4. Don’t use smart home kit over public Wi-FI
Free Wi-Fi is nice, but it’s inherently unsecure because there’s no encryption if you don’t have to enter a password to connect to the network.
This means a lot of data is sent as ‘plain text’ which is easily readable by anyone who knows what they’re doing and who is using the same free Wi-Fi. Poorly coded apps can, for example, send your password in plain text when it really should be encypted.
If you must use public Wi-Fi, then be sure to use a VPN such as NordVPN as this will encrypt all data going to and from the internet via that free Wi-Fi connection.
5. Keep devices up to date
The best smart home kit automatically updates itself whenever new software or firmware is available. But you can also check manually to make sure your devices are up to date.
The process will vary, but you’ll typically find an option to check for updates in the device’s companion app on your phone.
6. Use PIN or password on your phone, tablet and PC
The temptation is to go for convenience and not set up any password or PIN on devices you use at home. But this is very risky.
Windows 10 allows you to set a PIN once you’ve set up a password, and this makes it faster to log in. If your computer supports Windows Hello, set it up. This uses a fingerprint or face recognition to log you in even faster, and the same applies to practically all phones: they all have fingerprint scanners or face recognition.
Just watch out for basic face recognition that can be fooled by a photo of you: systems which use IR or 3D scanners are much more secure.
7. Buy from trusted companies
There are so many choices when it comes to smart home products, especially security cameras, but there is no way of knowing if the device you’re buying is actually secure or not.
As McAfee’s Raj Samani pointed out when I spoke to him recently, “When you’re looking for a tradesman to carry out some work for you, you have various ways to check if they’re reputable.
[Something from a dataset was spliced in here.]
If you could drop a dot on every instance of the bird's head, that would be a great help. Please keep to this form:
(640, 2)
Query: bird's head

There are numerous websites such as Checkatrade.com which allow you to read reviews of their work, and you can find out more about them from Companies House.”
“You cannot, however, check if the manufacturer of a smart home device has adopted secure coding practices. You can’t ask at a car dealership if you can check over a connected car’s software code. We have to make purchasing decisions based on opaque information. We have to trust the company.”
8. Get security on your router
Antivirus is essential on devices that can run it, and if you’re not using it then you should be. As much as anything, it’s everyone’s responsibility to run antivirus software to prevent the spread of malware, otherwise you’re facilitating it.
Here are our recommendations for the best antivirus software.
For devices which cannot run antivirus, you can protect them with software that runs on your router, or you can buy a dedicated router such as the Bitdefender Box 2 ( reviewed).
Routers such this and the D-Link DIR-2660 run McAfee security software, so protect all devices that connect to the internet through them, and usually also offer parental controls as a bonus.